François Hollande, Bernard Cazeneuve et Manuel Valls au Bataclan
François Hollande, Bernard Cazeneuve et Manuel Valls au Bataclan © capture d'écran

C'est le Président qui récolte tous les lauriers, notamment dans les sondages. Et pourtant, le Premier ministre a pesé lourd, très lourd dans les décisions inédites qui ont été annoncées. Juste après les attaques, dans le bunker du ministère de l'Intérieur, c'est lui qui a proposé de décréter l'état d'urgence. C'était son idée, et elle ne venait pas de nulle part. Personne ne l'a su, mais après les attentats de janvier, Valls a demandé dans la plus grande discrétion à l'agence chargée de la sécurité du territoire de préparer un plan, classé secret-défense, en cas d'attentat de masse : Vigipirate écarlate, organisation des urgences, contrôles aux frontières. C'est ce plan qui a été activé le 13 novembre, le plan de Manuel Valls. Ça fait des mois qu'il ne dort pas. Il savait qu'une attaque massive était inévitable.

Quand il a su que Paris était attaqué, il était chez lui, dans le XIe arrondissement . Vers 21h40, il reçoit un SMS de Bernard Cazeneuve qui l'alerte des explosions à Saint-Denis. Dans la foulée, un journaliste l'appelle pour lui dire qu'il y a une fusillade à 300 mètres de chez lui. Et vous savez ce qu'il a dit ? « Ça y est, nous y sommes ». Il a tout de suite compris que c'était une attaque coordonnée. C'est pour ça qu'il a parlé du risque d'attaque chimique.

Il veut « dire la vérité » aux Français, ne rien leur cacher. Au gouvernement, tout le monde pense qu'un nouvel attentat peut se produire dans les prochains mois et qu'il faut s'y préparer.

C'est aussi Manuel Valls qui a inspiré le discours très droitier du Président devant le congrès de Versailles.

Je vais vous raconter une scène hallucinante. C'est un élu qui me l'a rapportée. C'était dimanche dernier à l'Élysée, le jour où Hollande a reçu les chefs de parti.

Je cite cet élu : «Le Président était complètement sonné, incapable de réagir. Valls s'est levé, il s'est mis en face de lui et l'a secoué. Il lui a dit : maintenant, faut agir ! Dans la salle, on était scotchés.. . »

Comme si le Premier ministre avait pris les commandes. C'est lui qui a convaincu Hollande d'annoncer des mesures drastiques.

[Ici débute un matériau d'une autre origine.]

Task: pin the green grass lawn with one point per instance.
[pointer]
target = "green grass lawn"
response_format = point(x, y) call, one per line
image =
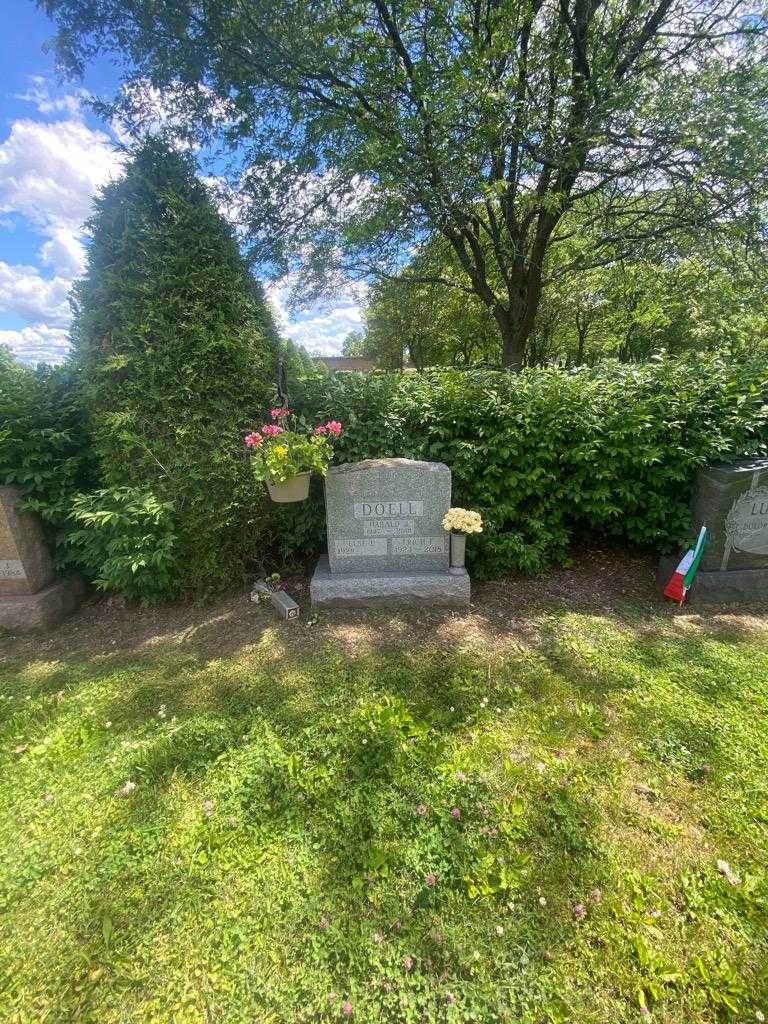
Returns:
point(303, 828)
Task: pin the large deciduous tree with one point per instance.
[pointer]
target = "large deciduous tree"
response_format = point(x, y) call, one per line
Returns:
point(367, 125)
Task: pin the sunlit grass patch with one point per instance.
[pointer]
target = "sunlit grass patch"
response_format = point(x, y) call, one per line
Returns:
point(428, 835)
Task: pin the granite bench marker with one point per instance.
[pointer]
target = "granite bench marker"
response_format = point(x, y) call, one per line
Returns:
point(386, 544)
point(31, 597)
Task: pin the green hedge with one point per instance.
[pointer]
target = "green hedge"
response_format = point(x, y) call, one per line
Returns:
point(549, 454)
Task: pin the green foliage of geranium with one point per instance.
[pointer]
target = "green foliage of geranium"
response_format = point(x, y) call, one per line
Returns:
point(175, 348)
point(280, 454)
point(549, 455)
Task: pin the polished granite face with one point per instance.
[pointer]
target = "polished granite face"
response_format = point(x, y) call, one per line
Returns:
point(25, 562)
point(385, 515)
point(732, 502)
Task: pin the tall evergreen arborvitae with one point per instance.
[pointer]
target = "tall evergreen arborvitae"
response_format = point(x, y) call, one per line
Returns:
point(175, 347)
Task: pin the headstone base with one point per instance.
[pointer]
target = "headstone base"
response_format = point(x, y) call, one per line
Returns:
point(732, 586)
point(37, 612)
point(439, 588)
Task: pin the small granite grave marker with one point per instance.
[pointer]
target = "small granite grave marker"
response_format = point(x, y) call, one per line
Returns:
point(385, 538)
point(732, 502)
point(31, 597)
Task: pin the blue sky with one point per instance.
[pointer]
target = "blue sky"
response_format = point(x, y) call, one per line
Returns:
point(54, 155)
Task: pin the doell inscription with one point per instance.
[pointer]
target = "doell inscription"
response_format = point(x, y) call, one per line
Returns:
point(389, 507)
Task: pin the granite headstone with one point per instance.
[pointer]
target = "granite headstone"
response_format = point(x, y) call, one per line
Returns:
point(385, 538)
point(31, 597)
point(731, 501)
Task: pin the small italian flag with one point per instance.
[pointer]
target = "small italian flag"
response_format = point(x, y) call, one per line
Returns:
point(683, 576)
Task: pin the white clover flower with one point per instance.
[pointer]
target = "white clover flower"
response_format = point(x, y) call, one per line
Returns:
point(462, 521)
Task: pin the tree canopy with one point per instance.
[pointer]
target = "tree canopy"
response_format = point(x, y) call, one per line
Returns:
point(365, 126)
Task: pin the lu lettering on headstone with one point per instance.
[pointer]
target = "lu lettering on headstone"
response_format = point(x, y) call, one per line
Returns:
point(732, 502)
point(385, 538)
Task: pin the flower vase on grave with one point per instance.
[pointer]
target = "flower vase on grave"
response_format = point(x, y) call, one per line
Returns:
point(458, 551)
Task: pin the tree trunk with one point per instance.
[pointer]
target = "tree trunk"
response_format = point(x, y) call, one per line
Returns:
point(513, 346)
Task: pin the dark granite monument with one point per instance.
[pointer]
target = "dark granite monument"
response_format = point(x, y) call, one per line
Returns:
point(386, 544)
point(31, 597)
point(732, 502)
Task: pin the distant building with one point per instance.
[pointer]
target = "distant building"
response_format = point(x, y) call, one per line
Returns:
point(351, 363)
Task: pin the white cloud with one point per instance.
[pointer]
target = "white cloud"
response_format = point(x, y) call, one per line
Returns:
point(39, 94)
point(40, 343)
point(49, 173)
point(321, 330)
point(25, 293)
point(324, 333)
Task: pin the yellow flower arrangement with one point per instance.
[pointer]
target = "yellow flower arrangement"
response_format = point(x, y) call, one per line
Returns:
point(462, 521)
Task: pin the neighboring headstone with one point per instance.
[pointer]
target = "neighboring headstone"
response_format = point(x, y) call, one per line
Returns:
point(732, 502)
point(31, 597)
point(386, 544)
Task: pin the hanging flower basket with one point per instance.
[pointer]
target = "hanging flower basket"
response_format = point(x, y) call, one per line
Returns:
point(295, 489)
point(283, 458)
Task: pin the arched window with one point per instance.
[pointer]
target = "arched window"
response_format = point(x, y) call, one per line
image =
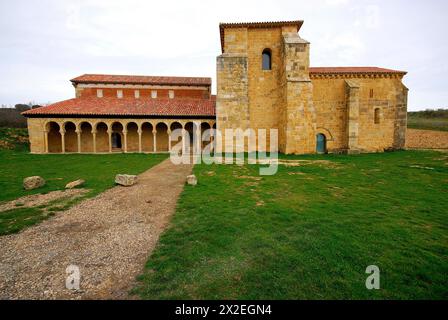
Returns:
point(377, 115)
point(267, 59)
point(321, 143)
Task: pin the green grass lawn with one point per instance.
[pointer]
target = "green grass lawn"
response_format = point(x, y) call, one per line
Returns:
point(97, 170)
point(437, 124)
point(308, 232)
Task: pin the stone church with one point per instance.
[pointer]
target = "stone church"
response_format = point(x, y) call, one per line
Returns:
point(264, 81)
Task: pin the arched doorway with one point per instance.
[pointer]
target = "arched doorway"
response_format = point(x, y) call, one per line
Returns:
point(147, 137)
point(133, 139)
point(102, 137)
point(86, 137)
point(54, 138)
point(162, 137)
point(116, 140)
point(321, 143)
point(71, 137)
point(117, 132)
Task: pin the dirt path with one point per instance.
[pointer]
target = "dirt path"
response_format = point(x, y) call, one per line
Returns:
point(426, 139)
point(108, 237)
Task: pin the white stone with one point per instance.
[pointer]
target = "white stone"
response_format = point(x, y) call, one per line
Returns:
point(125, 180)
point(31, 183)
point(192, 180)
point(74, 184)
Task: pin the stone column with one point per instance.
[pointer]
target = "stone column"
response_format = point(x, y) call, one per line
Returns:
point(154, 133)
point(78, 133)
point(62, 132)
point(352, 92)
point(297, 127)
point(184, 140)
point(94, 140)
point(197, 138)
point(46, 141)
point(400, 123)
point(109, 132)
point(125, 135)
point(140, 140)
point(169, 140)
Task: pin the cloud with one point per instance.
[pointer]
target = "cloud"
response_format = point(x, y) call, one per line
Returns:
point(337, 2)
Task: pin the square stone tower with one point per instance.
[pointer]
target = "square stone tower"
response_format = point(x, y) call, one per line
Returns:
point(263, 83)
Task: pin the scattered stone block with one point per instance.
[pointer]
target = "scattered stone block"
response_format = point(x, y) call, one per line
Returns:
point(75, 184)
point(31, 183)
point(192, 180)
point(125, 180)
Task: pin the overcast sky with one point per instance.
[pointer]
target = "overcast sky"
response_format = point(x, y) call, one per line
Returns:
point(43, 44)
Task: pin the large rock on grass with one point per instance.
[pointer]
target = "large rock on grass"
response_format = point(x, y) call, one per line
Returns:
point(74, 184)
point(125, 180)
point(32, 183)
point(192, 180)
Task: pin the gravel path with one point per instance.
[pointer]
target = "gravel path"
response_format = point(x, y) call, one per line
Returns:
point(108, 237)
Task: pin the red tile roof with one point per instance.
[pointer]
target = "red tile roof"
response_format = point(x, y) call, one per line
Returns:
point(351, 70)
point(93, 106)
point(151, 80)
point(267, 24)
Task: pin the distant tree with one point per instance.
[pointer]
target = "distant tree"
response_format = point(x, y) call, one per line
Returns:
point(22, 107)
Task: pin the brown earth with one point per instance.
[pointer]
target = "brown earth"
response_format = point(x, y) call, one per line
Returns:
point(109, 238)
point(426, 139)
point(42, 199)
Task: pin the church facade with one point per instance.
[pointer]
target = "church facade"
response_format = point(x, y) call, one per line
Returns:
point(264, 81)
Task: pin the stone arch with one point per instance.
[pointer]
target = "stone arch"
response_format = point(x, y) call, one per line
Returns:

Il l'explique, Valls : « L'opinion pouvait basculer, organiser une marche ça ne suffisait pas ». Et il a bien l'intention d'entretenir l'élan patriotique dans les prochains mois. Il le dit sans prendre de gants : « Après Charlie, on a laissé retomber l'esprit du 11 janvier, on a oublié les quartiers ».

Bref, ceux qui pensaient qu'il allait être remplacé après les régionales peuvent aller se rhabiller.